I’ve never wholeheartedly thrown myself into the world of Magic: The Gathering, but I have spent enough time and money on it to have more than a working idea of what makes it one of the world’s biggest, most compelling and longest-standing collectible card games. So when I first heard about the Duels of the Planeswalkers video game conversion, I was more than just a little interested.
I was pleasantly surprised by the game’s slick interface and seemingly flawlessly implementation of the card game’s basic fundamentals, and before long I found myself battling head-on with other players from around the world. However, Duels of the Planeswalkers suffered from a fatal flaw which resulted in me ultimately losing interest before too long. In Duels of the Planeswalkers, you can’t customize your decks, which means that M: TG veterans are likely to become frustrated and lose interest quite quickly.

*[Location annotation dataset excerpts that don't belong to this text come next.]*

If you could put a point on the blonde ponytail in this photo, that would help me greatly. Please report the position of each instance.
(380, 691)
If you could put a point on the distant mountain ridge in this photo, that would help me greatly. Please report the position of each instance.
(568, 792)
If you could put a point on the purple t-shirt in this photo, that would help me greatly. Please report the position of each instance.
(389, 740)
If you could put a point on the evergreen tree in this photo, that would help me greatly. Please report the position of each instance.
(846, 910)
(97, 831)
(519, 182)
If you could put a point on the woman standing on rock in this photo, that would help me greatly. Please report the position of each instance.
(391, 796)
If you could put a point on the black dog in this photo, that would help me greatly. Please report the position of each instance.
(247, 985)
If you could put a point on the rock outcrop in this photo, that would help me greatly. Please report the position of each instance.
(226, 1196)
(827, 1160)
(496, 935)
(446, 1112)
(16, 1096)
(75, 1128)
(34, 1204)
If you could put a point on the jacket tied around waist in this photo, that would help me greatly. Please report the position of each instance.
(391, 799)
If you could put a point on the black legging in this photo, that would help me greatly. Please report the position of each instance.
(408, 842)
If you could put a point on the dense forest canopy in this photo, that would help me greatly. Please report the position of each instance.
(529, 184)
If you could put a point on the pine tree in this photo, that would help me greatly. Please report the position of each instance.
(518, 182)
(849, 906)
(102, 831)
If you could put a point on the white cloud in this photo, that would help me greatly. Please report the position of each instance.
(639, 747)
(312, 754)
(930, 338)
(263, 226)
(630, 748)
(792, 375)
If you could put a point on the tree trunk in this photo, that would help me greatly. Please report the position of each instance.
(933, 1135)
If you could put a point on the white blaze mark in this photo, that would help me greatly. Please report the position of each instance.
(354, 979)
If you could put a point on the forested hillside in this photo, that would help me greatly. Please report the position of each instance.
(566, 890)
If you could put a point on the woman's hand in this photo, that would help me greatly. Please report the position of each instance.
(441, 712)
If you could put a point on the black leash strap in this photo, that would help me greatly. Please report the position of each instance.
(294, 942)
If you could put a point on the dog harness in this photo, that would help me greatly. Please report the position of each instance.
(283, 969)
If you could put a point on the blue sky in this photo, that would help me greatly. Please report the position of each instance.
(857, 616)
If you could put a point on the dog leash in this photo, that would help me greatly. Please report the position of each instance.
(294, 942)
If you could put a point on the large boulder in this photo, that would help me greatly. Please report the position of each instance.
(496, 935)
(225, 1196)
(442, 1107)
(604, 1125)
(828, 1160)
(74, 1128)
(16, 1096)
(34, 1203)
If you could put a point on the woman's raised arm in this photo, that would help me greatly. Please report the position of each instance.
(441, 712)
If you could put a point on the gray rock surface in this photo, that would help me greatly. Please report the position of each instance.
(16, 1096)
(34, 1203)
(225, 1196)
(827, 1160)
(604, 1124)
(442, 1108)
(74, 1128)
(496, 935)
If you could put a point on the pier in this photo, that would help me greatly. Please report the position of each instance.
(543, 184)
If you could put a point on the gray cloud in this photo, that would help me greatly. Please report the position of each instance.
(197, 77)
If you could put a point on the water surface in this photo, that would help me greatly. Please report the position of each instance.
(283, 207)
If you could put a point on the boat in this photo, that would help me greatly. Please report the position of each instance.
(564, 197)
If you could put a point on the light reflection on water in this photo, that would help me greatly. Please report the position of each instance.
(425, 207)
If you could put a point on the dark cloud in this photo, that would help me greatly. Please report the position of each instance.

This was a major issue, and it had a lot of gamers lobbying for Wizards of the Coast to enable this functionality, and essentially convert Duels of the Planeswalkers into a fully fledged digital M: TG experience.
So, when I heard that it was getting an overhaul with the release of Duels of the Planeswalkers 2013, I immediately hoped that this revision had been made. It hasn’t, and a lot of fans are disappointed as a result, but don’t take it from me. Here’s what an IGN commenter had to say: “This would be worth buying if you could customize your deck. Otherwise you may as well just play the real game. Building a deck based on a card combo or idea is what makes Magic fun.” And that’s pretty much how I feel.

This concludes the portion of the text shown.